人の目が無いときに自分の行動を規制できるのは、自分自身の目です。
“良心”とも言えます。
「天地神明に誓って」と申しますが、天に恥じることのないものが良心でしょう。
現代は、“天”という概念、認識が無くなってきたのではないでしょうか。
「お天道様が見てござる」と言ってたしなめてくれるお年よりも少なくなった気がします。

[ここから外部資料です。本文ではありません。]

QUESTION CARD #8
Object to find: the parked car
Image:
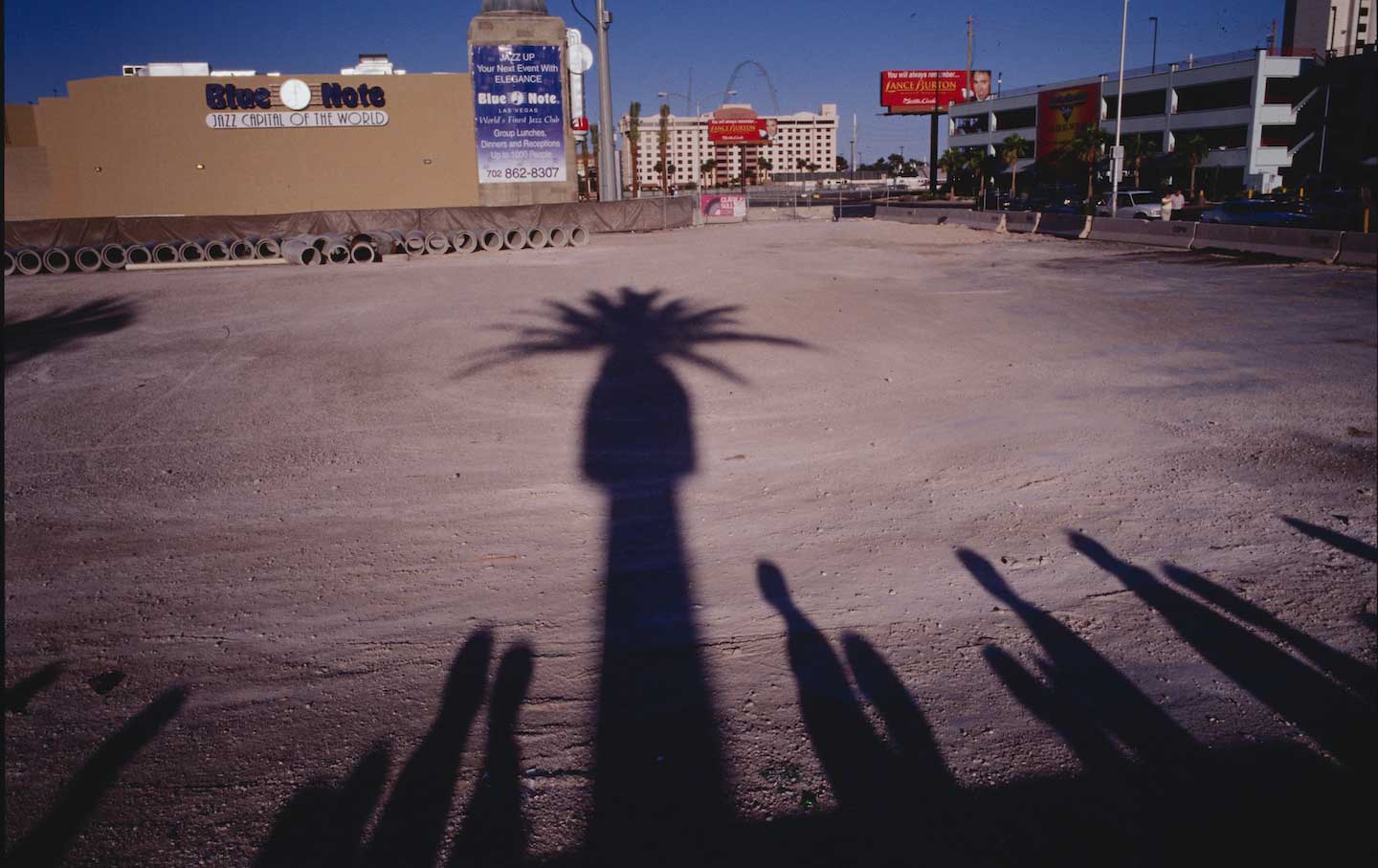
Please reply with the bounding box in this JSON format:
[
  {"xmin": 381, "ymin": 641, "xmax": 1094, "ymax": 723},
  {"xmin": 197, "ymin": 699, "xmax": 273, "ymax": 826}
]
[
  {"xmin": 1096, "ymin": 190, "xmax": 1163, "ymax": 220},
  {"xmin": 1200, "ymin": 198, "xmax": 1316, "ymax": 228}
]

しかし、何かを祈ったり、感動したときなどは、自然と空(天)を仰ぎませんか?
何かやましいとこがあると、逆に顔をうつむかせます。
「良心は両親が育てる」ものです。
わが子の心の中に良心という規範を与えておかなければ、人の目さえなければ、何でもOKと
いった姿勢を身につけさせてしまいます。
道徳観と倫理観の違いから少し説明してみましょう。
「そんなことしては、人様(世間)の手前恥ずかしいことですよ」というのが「道徳観」であり、
「そんなことは、空恐ろしくてできません」というのが「倫理観」ととらえてください。
自分の行動を照らし合わせている対象が違うのです。
道徳観は、人の目です。
倫理観は、内からこみあげてくるものではないでしょうか。まさに良心です。
“惻隠”という言葉があります。
普通の人間性を備えている者であれば、命あるものを簡単に殺せるはずはないはずです。
人の苦しみを黙って見過ごすことはできないはずです。
この心性を“惻隠”というのです。
誰に見られるではなく、精神的に、生理的に受け付けられない。
それが倫理観です。
「天」という認識をもてなければ、母親(父親)の顔を思い浮かべては、いかがでしょうか。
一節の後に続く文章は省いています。